What is the prevalence of Adrenal Cortical Carcinoma (ACC)?
Prevalence of Adrenal Cortical Carcinoma (ACC): how many people are affected worldwide, differences by sex and region, with sources.
Adrenal Cortical Carcinoma (ACC) is a rare malignancy, with an estimated annual incidence of 0.7 to 2 cases per million people worldwide. While the exact prevalence is difficult to determine due to the disease's aggressive nature and high mortality, it remains a rare condition that requires specialized oncological care.
Is Adrenal Cortical Carcinoma (ACC) considered rare?
Yes, Adrenal Cortical Carcinoma (ACC) is classified as a rare disease. Because it is so uncommon, many physicians may only encounter one or two cases in their entire career. At DiseaseMaps.org, 265 people with Adrenal Cortical Carcinoma (ACC) have joined our community, providing a vital real-world perspective on living with this diagnosis that often exceeds the data found in standard clinical registries.

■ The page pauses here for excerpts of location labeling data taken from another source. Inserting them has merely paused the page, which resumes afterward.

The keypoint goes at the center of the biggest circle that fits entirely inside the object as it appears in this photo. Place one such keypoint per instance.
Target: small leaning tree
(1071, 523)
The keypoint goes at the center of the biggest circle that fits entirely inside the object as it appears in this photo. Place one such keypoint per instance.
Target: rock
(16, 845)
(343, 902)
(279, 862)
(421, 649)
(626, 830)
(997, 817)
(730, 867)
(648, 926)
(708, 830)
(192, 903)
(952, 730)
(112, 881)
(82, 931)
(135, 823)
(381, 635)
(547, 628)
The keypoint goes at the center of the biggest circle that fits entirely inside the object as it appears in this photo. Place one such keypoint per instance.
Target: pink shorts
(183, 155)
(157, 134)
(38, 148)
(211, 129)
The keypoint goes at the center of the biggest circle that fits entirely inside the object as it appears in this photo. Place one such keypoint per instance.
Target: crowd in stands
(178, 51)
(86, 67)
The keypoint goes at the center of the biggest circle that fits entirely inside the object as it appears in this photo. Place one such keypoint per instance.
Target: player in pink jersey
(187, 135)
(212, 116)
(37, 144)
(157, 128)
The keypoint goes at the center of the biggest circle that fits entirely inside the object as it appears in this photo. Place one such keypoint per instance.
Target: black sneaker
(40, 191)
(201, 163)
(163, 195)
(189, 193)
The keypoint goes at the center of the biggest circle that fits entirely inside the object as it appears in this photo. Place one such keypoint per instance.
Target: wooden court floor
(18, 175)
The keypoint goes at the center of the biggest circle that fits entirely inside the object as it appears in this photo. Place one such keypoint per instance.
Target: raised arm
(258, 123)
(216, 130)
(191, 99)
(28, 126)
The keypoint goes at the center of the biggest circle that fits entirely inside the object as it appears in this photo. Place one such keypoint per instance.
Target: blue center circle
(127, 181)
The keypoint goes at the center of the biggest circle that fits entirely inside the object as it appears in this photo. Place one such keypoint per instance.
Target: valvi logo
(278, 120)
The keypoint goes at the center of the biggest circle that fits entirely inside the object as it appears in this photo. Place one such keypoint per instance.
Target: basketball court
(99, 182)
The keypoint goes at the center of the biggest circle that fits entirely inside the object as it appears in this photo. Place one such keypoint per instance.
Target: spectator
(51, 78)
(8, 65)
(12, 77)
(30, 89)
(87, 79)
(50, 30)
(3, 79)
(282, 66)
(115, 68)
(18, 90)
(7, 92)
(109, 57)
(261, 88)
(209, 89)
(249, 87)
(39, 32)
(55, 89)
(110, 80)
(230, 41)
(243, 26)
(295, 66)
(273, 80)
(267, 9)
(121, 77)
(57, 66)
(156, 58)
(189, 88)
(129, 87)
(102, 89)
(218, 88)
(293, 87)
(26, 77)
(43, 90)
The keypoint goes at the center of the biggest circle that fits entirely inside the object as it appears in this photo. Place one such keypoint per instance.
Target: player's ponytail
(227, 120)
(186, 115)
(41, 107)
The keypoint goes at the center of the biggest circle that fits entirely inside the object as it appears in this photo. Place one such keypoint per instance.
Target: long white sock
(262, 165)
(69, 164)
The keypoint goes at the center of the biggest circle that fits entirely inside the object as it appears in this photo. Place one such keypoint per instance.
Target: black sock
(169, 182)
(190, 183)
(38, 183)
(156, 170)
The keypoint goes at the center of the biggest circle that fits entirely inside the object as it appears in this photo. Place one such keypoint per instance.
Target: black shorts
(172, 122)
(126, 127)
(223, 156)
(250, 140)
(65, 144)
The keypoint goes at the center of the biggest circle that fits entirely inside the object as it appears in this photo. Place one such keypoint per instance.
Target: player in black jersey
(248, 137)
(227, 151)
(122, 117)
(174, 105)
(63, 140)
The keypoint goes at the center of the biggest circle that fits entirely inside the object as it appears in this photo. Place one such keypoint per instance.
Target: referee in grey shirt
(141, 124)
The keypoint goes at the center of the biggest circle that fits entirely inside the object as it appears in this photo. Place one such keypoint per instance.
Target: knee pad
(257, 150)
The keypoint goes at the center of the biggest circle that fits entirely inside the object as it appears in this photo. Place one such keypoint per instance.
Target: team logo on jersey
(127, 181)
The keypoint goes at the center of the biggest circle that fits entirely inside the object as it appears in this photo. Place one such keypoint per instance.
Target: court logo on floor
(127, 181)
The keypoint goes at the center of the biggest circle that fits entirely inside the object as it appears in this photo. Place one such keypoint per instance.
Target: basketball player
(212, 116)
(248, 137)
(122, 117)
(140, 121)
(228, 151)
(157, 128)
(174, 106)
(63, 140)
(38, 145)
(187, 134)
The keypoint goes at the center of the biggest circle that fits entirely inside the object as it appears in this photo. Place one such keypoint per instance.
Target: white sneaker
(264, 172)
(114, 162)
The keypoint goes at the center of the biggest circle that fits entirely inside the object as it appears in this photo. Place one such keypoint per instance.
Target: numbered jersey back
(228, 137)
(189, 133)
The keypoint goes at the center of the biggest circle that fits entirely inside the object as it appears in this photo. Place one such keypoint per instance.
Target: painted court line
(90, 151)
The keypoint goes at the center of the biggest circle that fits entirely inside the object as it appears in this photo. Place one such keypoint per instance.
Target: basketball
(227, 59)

What are the incidence and demographic patterns of ACC?
The incidence of Adrenal Cortical Carcinoma (ACC) is approximately 1 per million population annually, according to NIH GARD. Epidemiological data indicates several distinct patterns:
- Gender Distribution: ACC shows a slight female predominance, with a female-to-male ratio of approximately 1.5:1.
- Age of Onset: The condition exhibits a bimodal age distribution, with peaks in early childhood (under age 5) and in adults between the ages of 40 and 50.
- Geographic Variation: Notably higher incidences of Adrenal Cortical Carcinoma (ACC) have been observed in southern Brazil, linked to a specific germline mutation in the TP53 gene.
Why is accurate prevalence data for ACC challenging?
Estimating the true prevalence of Adrenal Cortical Carcinoma (ACC) is hindered by several factors. Underdiagnosis is common because early-stage tumors may be asymptomatic or misidentified as benign adrenal adenomas. Furthermore, because Adrenal Cortical Carcinoma (ACC) is highly aggressive, the time between diagnosis and mortality can be short, which complicates point-prevalence counts in clinical databases.
Next steps
- Consult with an endocrinologist or medical oncologist specializing in adrenal malignancies.
- Seek genetic counseling to evaluate for hereditary cancer syndromes, such as Li-Fraumeni syndrome.
- Join the DiseaseMaps.org community to connect with other families navigating Adrenal Cortical Carcinoma (ACC).
- Inquire about clinical trials through the National Cancer Institute (NCI) for the latest treatment protocols.
Medical disclaimer: This information is for educational purposes only and does not replace professional medical advice, diagnosis, or treatment.
References
- NIH Genetic and Rare Diseases Information Center (GARD): Adrenocortical carcinoma.
- Orphanet: Adrenocortical carcinoma (ORPHA:187).
- National Cancer Institute (NCI): Adrenocortical Carcinoma Treatment (PDQ®)–Patient Version.
- American Cancer Society: Key Statistics for Adrenal Cortical Carcinoma.